Mr. Montefiore claimed that after Potemkin died in 1791, the mourning empress arranged a spectacular burial and had his corpse moved to Kherson, where it was exposed in a specially built vault.

Infuriating her son and successor, Paul I, who governed Russia until his death in 1801 was the fact that, by the time Catherine died in 1796, it had become something of a pilgrimage place. He ordered that Potemkin be buried in an unmarked grave, and according to other sources, he authorised a local official to break and scatter Potemkin’s bones in the Devil’s Gorge.

It was unclear for years if the directives were followed out.

Not until 1818 was it determined during an investigation of the crypt that the bones were still there. The burial was reopened in 1859 and 1873 to confirm that the bones were truly those of the great prince. As a result of the embalming technique, a telltale triangular hole was left in the skull, proving their identity.

As the Bolshevik Revolution raged, the vault of St. Catherine’s was again uncovered, and as Mr. Montefiore wrote in his book, there were images of revolutionaries clutching the corpses that had turned yellow.

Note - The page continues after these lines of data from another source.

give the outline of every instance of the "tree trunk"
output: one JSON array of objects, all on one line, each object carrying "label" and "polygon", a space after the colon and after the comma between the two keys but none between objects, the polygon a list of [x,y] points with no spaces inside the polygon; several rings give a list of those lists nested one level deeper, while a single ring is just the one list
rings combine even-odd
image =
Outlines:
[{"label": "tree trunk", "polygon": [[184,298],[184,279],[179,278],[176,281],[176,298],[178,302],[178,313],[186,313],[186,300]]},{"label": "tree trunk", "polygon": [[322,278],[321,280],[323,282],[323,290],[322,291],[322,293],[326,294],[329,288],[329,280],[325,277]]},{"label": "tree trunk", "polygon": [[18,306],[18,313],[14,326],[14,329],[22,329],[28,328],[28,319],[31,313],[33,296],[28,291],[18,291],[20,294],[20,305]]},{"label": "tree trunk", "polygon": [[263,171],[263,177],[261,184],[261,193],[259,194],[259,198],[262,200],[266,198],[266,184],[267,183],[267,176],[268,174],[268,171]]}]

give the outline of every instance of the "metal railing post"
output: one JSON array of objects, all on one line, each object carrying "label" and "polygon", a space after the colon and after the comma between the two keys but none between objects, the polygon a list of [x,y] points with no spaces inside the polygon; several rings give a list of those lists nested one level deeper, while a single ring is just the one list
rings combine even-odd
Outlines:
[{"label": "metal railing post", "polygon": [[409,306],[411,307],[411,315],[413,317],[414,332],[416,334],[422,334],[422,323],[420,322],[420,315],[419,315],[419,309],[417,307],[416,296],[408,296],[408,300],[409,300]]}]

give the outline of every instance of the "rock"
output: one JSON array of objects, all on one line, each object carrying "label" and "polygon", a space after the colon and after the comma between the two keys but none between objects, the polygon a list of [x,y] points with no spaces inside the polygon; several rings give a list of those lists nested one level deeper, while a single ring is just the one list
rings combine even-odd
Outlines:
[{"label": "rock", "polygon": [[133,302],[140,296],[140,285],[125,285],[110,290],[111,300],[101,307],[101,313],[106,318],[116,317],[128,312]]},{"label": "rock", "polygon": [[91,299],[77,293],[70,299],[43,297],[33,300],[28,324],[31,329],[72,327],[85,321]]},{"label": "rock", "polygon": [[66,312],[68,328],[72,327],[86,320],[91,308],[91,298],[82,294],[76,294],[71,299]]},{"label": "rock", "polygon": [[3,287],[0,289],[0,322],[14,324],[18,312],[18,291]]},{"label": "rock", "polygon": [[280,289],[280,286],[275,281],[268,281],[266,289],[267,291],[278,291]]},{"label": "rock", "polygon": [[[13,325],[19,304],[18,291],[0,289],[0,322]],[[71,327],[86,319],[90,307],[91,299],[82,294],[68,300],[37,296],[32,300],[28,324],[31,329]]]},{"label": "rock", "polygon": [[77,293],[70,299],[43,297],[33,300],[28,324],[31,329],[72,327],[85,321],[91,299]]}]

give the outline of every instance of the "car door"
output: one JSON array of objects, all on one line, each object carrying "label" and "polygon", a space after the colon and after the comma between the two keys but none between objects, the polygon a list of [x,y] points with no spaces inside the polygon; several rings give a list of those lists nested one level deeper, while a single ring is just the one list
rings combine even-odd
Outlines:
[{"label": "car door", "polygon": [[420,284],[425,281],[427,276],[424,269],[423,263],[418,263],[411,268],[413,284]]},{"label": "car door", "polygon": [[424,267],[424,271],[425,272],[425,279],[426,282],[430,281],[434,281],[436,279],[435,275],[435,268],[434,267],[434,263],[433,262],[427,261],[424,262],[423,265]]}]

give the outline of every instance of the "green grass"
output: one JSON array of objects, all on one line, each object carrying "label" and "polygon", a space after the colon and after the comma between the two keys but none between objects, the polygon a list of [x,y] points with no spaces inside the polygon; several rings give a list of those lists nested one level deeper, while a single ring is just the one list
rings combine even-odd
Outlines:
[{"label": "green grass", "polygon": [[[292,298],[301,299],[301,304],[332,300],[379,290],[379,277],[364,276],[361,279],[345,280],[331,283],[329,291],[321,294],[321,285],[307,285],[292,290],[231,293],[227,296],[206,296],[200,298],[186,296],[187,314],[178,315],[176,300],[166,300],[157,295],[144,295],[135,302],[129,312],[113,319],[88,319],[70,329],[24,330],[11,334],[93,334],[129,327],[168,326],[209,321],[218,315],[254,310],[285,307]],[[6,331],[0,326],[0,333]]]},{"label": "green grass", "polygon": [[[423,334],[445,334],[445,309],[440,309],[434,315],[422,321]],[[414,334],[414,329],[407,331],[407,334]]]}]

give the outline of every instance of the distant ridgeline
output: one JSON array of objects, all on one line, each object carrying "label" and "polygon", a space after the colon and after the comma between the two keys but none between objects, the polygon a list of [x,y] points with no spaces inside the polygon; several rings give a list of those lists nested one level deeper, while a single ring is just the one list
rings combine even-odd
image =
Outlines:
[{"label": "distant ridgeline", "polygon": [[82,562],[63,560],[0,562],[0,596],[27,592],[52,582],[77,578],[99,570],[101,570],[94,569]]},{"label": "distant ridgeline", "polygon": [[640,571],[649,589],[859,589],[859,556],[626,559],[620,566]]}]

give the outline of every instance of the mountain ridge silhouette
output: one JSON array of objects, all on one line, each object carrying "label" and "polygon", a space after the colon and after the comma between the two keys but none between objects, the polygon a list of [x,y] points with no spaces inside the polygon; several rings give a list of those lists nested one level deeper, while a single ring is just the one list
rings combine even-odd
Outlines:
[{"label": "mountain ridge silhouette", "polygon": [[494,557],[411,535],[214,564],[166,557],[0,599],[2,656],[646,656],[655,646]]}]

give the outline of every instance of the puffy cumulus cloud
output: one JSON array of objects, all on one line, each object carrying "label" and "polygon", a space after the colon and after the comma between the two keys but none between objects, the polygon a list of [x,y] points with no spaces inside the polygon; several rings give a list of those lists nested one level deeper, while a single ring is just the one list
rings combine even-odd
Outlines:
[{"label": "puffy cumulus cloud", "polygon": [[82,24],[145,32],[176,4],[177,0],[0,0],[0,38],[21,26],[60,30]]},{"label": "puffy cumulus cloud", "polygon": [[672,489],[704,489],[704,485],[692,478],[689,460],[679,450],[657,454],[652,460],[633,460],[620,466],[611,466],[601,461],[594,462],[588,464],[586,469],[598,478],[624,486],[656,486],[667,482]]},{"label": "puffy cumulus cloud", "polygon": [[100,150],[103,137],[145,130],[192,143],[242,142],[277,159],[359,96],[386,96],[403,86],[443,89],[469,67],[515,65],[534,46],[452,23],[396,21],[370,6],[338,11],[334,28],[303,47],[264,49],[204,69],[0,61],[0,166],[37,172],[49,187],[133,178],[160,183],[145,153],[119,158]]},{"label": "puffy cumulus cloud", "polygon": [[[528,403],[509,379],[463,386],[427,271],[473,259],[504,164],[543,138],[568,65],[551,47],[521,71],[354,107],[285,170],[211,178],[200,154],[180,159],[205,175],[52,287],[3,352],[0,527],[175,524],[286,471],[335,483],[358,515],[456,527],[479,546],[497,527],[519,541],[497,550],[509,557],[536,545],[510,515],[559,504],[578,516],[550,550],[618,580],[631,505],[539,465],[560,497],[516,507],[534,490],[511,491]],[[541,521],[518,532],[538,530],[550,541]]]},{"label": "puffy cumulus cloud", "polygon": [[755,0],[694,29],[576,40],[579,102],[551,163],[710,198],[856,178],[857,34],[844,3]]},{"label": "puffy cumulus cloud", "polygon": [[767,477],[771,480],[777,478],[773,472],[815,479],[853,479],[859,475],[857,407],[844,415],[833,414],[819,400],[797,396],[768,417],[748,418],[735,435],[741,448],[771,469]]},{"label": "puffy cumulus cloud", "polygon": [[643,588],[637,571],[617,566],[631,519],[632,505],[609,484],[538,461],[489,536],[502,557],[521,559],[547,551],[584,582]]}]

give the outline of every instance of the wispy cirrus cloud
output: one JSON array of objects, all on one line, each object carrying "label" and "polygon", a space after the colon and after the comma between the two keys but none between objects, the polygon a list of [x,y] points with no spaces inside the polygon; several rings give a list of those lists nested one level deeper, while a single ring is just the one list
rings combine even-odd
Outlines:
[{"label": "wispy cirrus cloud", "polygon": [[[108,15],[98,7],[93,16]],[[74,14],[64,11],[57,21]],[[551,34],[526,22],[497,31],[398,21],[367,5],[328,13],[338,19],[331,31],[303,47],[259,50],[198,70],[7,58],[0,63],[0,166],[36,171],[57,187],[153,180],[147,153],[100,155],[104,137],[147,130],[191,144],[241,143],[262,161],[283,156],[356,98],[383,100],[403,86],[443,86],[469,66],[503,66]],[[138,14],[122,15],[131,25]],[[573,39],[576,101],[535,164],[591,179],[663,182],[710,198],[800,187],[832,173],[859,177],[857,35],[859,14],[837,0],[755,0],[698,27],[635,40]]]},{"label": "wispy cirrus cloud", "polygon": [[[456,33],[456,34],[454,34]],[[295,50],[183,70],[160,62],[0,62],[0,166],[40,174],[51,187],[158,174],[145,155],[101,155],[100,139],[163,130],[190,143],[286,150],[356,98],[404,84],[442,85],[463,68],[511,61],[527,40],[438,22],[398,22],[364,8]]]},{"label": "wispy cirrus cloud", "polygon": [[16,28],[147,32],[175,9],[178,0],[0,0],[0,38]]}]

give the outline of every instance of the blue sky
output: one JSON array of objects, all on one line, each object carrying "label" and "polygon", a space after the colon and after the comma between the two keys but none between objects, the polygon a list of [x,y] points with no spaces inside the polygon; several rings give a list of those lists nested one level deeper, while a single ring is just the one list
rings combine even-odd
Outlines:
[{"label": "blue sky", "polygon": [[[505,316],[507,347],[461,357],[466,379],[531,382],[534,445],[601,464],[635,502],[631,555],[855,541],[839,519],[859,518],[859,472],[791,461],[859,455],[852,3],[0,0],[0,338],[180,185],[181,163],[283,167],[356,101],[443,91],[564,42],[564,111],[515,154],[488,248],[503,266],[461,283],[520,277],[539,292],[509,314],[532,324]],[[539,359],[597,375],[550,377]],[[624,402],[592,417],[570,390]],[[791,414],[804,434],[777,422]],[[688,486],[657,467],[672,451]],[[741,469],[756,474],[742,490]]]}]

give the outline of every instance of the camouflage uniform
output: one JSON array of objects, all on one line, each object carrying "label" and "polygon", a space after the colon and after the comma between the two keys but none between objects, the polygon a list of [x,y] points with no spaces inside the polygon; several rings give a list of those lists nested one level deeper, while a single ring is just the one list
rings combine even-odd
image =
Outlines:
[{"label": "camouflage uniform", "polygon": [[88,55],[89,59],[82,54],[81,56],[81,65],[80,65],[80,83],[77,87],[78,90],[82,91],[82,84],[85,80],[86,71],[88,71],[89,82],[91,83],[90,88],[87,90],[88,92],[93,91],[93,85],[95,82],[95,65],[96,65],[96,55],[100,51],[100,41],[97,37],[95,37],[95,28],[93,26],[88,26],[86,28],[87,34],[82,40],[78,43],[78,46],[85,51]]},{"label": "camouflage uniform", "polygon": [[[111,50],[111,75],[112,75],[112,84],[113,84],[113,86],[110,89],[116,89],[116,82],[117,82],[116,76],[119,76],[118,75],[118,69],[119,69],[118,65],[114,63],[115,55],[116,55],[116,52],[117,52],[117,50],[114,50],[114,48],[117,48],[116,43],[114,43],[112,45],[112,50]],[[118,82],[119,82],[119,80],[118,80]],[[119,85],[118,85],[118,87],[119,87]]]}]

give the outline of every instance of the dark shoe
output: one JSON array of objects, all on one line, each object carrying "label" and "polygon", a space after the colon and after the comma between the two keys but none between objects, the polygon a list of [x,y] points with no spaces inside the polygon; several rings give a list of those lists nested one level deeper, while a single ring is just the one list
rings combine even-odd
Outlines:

In 1930, a teenage writer visited St. Catherine’s, dubbed Kherson’s Anti-Religious Museum by the Communists.

He discovered two peculiar displays including the skull and bones of Catherine II’s lover Potemkin. As soon as they were discovered, the bodies were reburied in the crypt.

Officials reopened the cemetery in the 1980s in order to confirm the identify of the remains.

In order to do research for his book, Mr. Montefiore visited St. Catherine’s to see the bones, which he said were still contained in a plain black bag inside the wooden coffin.

It is unknown where they now are and what the Kremlin intends to do with them. Mr. Montefiore is certain that Potemkin’s bones will find their way to Russia, where they may be used in “a chillingly vulgar televised spectacle of ultranationalism.”